Nouvelle fronde contre le cadre éolien

Des voix s’élèvent pour une définition de meilleurs critères de limitation du bruit et la protection de zones de calme et de quiétude. ©BELGAIMAGE

Des riverains de futurs parcs éoliens et l’ASBL "Eoliennes à tout prix?" ont introduit un recours en annulation au conseil d’État contre l’arrêté wallon sur les conditions sectorielles qui encadrent les parcs.

Le ciel s’assombrit de nouveau pour les mesures de la Région wallonne pour encadrer la construction de parcs éoliens sur son territoire. Selon nos informations, trois riverains de futurs parcs et l’ASBL "Eoliennes à tout prix?" viennent d’introduire un recours en annulation au conseil d’État contre l’arrêté du gouvernement wallon portant sur les conditions sectorielles relatives aux parcs de grands moulins à vent d’une puissance totale supérieure ou égale à 0,5 Mégawatt (MW). Les requérants invoquent plusieurs moyens qui justifient à leurs yeux l’annulation du texte, adopté le 13 février 2014 et qui vient d’être publié au Moniteur. "Il n’y a aucune justification sérieuse aux normes proposées dans cet arrêté. Par ailleurs, il n’y a aucune méthode qui permet de mesurer les normes qui sont imposées aux opérateurs de parcs. Il s’agit d’un document bâclé, adopté en fin de législature pour permettre au ministre Henry (Ecolo) d’accrocher une fleur à son chapeau", résume Patrice d’Oultremont, un des requérants.

Les conditions sectorielles portent notamment sur la norme de bruit des éoliennes la nuit. Les conditions générales la fixaient à 40 dBA (décibel pondéré).

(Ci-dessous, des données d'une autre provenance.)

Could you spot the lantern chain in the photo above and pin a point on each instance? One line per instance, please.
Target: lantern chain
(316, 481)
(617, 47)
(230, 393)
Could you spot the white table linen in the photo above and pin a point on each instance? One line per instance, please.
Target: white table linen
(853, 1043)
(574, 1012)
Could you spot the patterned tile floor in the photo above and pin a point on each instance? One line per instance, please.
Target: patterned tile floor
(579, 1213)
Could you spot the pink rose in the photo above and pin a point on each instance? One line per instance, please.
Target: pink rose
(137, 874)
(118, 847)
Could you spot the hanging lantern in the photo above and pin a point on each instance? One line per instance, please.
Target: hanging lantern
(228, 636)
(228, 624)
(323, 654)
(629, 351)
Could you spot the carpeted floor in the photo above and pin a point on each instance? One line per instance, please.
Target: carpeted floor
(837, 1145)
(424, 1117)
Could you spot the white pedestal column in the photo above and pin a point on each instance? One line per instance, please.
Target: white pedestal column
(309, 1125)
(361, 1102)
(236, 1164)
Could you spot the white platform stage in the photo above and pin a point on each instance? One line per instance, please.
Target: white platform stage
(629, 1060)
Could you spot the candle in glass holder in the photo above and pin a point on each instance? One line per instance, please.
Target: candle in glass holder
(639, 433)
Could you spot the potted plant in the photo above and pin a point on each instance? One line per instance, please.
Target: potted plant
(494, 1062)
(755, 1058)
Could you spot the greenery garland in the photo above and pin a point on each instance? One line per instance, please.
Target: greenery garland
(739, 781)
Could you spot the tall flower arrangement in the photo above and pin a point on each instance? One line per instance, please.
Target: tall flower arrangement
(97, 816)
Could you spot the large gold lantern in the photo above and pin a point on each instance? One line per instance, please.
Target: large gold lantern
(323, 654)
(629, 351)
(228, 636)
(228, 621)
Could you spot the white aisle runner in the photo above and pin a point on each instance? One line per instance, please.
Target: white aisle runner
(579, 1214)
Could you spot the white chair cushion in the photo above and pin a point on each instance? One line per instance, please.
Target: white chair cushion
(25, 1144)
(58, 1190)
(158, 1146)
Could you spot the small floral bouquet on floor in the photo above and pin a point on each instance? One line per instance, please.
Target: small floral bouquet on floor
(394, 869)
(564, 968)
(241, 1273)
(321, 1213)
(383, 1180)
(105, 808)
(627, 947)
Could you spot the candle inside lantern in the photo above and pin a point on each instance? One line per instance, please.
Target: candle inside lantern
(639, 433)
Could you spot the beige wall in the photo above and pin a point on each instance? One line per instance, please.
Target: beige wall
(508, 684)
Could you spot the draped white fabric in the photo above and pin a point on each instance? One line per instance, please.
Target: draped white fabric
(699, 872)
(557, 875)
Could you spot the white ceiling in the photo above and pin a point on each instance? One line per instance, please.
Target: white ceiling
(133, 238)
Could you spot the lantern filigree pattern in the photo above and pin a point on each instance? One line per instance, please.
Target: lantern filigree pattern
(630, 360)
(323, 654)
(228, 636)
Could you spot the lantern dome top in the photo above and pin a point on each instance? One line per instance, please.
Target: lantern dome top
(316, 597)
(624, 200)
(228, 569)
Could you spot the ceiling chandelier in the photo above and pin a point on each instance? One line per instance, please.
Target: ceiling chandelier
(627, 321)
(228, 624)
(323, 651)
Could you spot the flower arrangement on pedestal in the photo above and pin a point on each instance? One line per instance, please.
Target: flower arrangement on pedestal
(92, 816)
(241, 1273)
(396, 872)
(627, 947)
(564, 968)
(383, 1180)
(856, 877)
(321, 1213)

Elle passe dans les conditions sectorielles à 43 dBA, sauf les nuits chaudes où les riverains sont davantage enclins à laisser les fenêtres ou les portes des chambres à coucher entrouvertes.

Cellule d’avis ignorée

Les requérants reprochent aux autorités wallonnes de violer notamment la législation régionale sur le développement durable, en ne sollicitant pas l’avis de la Cellule d’avis en développement durale. "Tout arrêté réglementaire du gouvernement en matière d’environnement et/ou d’énergie doit être soumis, pour avis préalable à la Cellule d’avis en développement durable qu’institue l’arrêté du 3 octobre 2013. Il n’apparaît pas que le projet d’arrêté a été soumis à l’avis de la Cellule. Cette absence de consultation est d’autant moins acceptable qu’il s’agissait de la seule consultation prévue", lit-on dans le recours introduit le 7 mai et dont nous avons eu connaissance.

Ils relèvent, dans le chef du gouvernement wallon, une méconnaissance de la directive européenne (directive 2001/42/CE) qui impose une évaluation des incidences et la participation du public. "Par ailleurs, force est de constater que l’augmentation de trois décibels des valeurs limites de bruit la nuit et la possibilité d’y déroger pour cause de bruit de fond important constituent des conditions sectorielles qui sont diamétralement opposées aux objectifs du Plan d’environnement pour le développement durable sur lequel l’auteur de l’arrêté devait se baser", précisent les requérants. Ces objectifs sont: élimination rapide de la pollution sonore, définition de meilleurs critères de gêne et de limitation du bruit, maintien et protection de zones de calme et de quiétude, etc.

L’OMS invoquée à tort

D’après eux, le gouvernement ne prouve pas non plus que les conditions sectorielles sont fondées sur les meilleures techniques disponibles comme il l’affirme. "L’auteur de l’arrêté n’établit pas qu’il a pris en considération les techniques les plus efficaces visant à éviter et, lorsque cela s’avère impossible, à réduire de manière générale les émissions et leur impact sur l’environnement dans son ensemble", martèlent les opposants à l’arrêté.

Ils estiment aussi que les motifs de l’arrêté sont inexacts ou non établis. Car l’écart de 3 dB (A) est loin d’être marginal. De plus, soutenir que les plafonds (40 décibels et 43 décibels) sont inférieurs à ceux de l’Organisation mondiale de la santé (OMS) est erroné. "La démarche de l’OMS est différente. Elle préconise 30 dB dans les chambres à coucher et recommande une limite extérieure de 45 dB pour autant qu’une atténuation de 15 DB soit effective. L’acte attaqué ne vérifie pas cette hypothèse. Les recommandations de l’OMS ne sont pas spécifiques au bruit des éoliennes", soulignent-ils.